BC Supreme Court upholds Australian orders issued in cross-border insolvency proceedings

Applicants unsuccessfully try to stop bankruptcy trustee from conducting examinations abroad
BC Supreme Court upholds Australian orders issued in cross-border insolvency proceedings

The British Columbia Supreme Court has refused to restrain a trustee in bankruptcy from carrying out scheduled examinations in Australia under art. 17 of the United Nations Commission on International Trade Law (UNCITRAL) Model Law on Cross-Border Insolvency. 

In IE CA 3 Holdings Ltd. (Re), 2025 BCSC 1123, bankruptcy proceedings before the BC Supreme Court involved two debtor companies, their Australian parent company, and two of those companies’ principals. The bankruptcy trustee requested an order to examine six individuals residing in Australia. 

In December 2023, the BC court granted an order allowing the trustee to examine four individuals on specific terms under s. 163 of the Bankruptcy and Insolvency Act, 1985 (BIA). The court gave the parties leave to seek more directions after completing those examinations if they could not agree on the need for further examinations. 

The permitted examinations ran from January to March 2024. However, the trustee believed it required additional examinations to address its questions adequately. 

In September 2024, the trustee brought foreign recognition proceedings in the Federal Court of Australia under art. 17 of the Model Law, incorporated into Canada’s and Australia’s domestic laws by operation of part XIII of the BIA and s. 6 of Australia’s Cross-Border Insolvency Act 2008 (Cth). 

In October 2024, the Australian court granted the recognition order requested by the trustee and appointed two local representatives with corporate liquidator powers under Australian law. 

In November 2024, the Australian parent company of the two debtor companies unsuccessfully applied for leave to appeal the order and an interim stay. 

The Australian local representatives appointed by the recognition order obtained an order allowing them to issue summons for examining six individuals living in Australia. Last May, two of those persons unsuccessfully applied to the Australian court to set aside the summons. 

Before the BC court, the two debtor companies, their Australian parent company, and the two Australian residents who failed to set aside the summons applied to restrain the trustee from carrying out the scheduled examinations. 

The applicants alleged that the trustee breached the BC court’s prior order, which required it to seek court directions before pursuing examinations beyond those permitted. The trustee countered that the order did not prevent it from seeking additional examinations. 

Foreign orders upheld

The Supreme Court of British Columbia refused the applications and awarded costs to the trustee.

The BC court stressed that the Model Law seeks to promote cooperation among domestic and foreign courts in multi-jurisdictional bankruptcy cases like the present proceedings. 

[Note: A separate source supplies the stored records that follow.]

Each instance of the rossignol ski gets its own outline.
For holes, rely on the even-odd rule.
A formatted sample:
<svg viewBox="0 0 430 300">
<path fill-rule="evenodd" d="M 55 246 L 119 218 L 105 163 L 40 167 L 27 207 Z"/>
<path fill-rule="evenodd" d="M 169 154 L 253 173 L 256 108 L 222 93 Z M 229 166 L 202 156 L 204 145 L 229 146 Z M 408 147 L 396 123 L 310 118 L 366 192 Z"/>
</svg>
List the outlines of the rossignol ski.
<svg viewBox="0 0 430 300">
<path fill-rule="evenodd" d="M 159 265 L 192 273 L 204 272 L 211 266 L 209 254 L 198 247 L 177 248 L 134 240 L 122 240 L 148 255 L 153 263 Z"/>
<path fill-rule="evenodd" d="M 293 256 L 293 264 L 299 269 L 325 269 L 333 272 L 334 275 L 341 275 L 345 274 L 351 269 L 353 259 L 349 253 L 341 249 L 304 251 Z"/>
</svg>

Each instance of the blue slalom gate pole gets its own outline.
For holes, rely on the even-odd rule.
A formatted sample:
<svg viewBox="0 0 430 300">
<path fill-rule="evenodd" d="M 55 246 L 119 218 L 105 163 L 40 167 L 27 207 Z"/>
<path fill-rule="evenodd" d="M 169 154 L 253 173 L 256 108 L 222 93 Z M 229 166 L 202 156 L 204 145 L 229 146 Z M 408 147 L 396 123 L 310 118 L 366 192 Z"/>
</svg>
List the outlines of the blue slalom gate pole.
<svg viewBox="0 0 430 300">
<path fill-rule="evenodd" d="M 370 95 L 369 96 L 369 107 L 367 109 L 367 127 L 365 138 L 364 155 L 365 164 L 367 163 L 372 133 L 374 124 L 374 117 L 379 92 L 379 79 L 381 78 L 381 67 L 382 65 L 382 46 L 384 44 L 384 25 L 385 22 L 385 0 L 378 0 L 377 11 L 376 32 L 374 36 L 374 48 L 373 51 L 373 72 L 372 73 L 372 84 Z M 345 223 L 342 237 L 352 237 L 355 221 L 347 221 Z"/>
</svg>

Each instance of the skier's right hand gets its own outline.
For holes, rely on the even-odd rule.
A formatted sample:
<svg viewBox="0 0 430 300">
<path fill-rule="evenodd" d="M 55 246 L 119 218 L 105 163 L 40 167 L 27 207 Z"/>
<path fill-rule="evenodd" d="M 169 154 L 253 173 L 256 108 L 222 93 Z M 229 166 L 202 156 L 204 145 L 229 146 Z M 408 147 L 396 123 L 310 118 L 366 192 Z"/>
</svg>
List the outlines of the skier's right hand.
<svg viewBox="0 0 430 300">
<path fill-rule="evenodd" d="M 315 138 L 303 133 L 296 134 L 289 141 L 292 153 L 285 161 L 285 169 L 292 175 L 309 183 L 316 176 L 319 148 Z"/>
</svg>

The BC court noted that the trustee provided new evidence in its application to the Australian court to explain why it required further examinations based on the results of the prior examinations permitted. 

The BC court ruled that the Australian court could conduct the judicial vetting provided by the December 2023 order because it knew and considered the reasons for setting those restrictions, weighed the merits of the trustee’s case seeking to conduct additional examinations, and concluded that the trustee was seeking assistance rather than trying to circumvent the order. 

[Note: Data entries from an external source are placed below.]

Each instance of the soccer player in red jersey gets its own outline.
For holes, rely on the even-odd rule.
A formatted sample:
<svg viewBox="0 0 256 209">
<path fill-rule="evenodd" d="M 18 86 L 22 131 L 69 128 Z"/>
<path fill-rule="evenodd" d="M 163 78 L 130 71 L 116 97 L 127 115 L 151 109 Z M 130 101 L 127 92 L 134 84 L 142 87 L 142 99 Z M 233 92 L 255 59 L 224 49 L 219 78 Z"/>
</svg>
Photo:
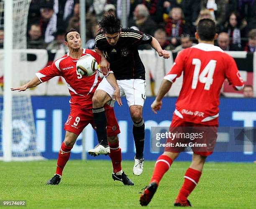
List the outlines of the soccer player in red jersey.
<svg viewBox="0 0 256 209">
<path fill-rule="evenodd" d="M 62 76 L 67 83 L 71 95 L 69 101 L 70 113 L 64 125 L 64 129 L 66 131 L 66 136 L 59 150 L 56 172 L 54 176 L 47 182 L 47 184 L 59 184 L 63 169 L 69 158 L 70 152 L 77 137 L 89 123 L 95 128 L 92 99 L 101 80 L 99 73 L 97 71 L 88 77 L 82 76 L 77 72 L 76 63 L 81 56 L 89 54 L 95 59 L 97 63 L 100 63 L 101 58 L 96 52 L 81 48 L 80 34 L 76 30 L 71 28 L 67 32 L 65 44 L 69 48 L 69 53 L 55 61 L 51 65 L 38 71 L 36 74 L 36 76 L 27 84 L 11 89 L 12 91 L 26 91 L 27 89 L 36 87 L 55 76 Z M 113 79 L 112 76 L 114 76 L 113 74 L 110 73 L 106 77 L 107 79 L 111 80 Z M 119 102 L 118 98 L 116 100 Z M 121 149 L 119 148 L 117 136 L 120 130 L 114 110 L 108 104 L 104 108 L 108 119 L 107 131 L 110 148 L 110 156 L 112 161 L 113 171 L 118 177 L 114 180 L 122 181 L 125 185 L 133 185 L 133 182 L 122 170 Z"/>
<path fill-rule="evenodd" d="M 178 127 L 207 127 L 208 133 L 213 134 L 215 140 L 219 96 L 224 80 L 227 79 L 236 89 L 243 89 L 244 82 L 235 61 L 220 48 L 214 46 L 217 36 L 214 21 L 209 19 L 201 20 L 195 33 L 199 43 L 181 51 L 170 71 L 164 78 L 151 105 L 155 113 L 161 109 L 161 99 L 172 84 L 183 72 L 182 86 L 176 102 L 171 132 Z M 174 206 L 191 206 L 187 197 L 198 184 L 206 158 L 212 153 L 213 148 L 210 151 L 193 150 L 192 162 L 185 174 Z M 141 196 L 142 206 L 149 203 L 162 177 L 180 152 L 175 147 L 165 148 L 164 153 L 156 160 L 149 185 Z"/>
</svg>

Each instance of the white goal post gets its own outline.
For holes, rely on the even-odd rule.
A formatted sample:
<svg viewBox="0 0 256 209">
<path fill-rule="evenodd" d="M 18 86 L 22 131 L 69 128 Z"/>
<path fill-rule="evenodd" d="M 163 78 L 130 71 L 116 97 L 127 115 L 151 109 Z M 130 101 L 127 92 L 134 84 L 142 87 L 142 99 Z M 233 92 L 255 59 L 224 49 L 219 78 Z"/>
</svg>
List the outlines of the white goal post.
<svg viewBox="0 0 256 209">
<path fill-rule="evenodd" d="M 3 29 L 4 36 L 3 51 L 1 49 L 0 53 L 4 60 L 3 102 L 0 99 L 0 160 L 6 162 L 44 159 L 37 149 L 30 96 L 13 93 L 10 89 L 14 84 L 12 75 L 19 73 L 18 69 L 13 69 L 13 63 L 19 59 L 26 61 L 26 54 L 23 51 L 27 47 L 31 1 L 0 0 L 0 29 Z"/>
</svg>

The BC court saw no reason to reach another conclusion. The BC court said the applicants filed successive applications in Australia, challenged the sufficiency of the trustee’s new evidence and the court process that the trustee pursued also in that country, and failed in their attempts to oppose the trustee. 

The BC court concluded that the applicants could not return to a Canadian forum to ask for a different result. The court added that the applicants sought an order that would offend the judicial comity principle if granted.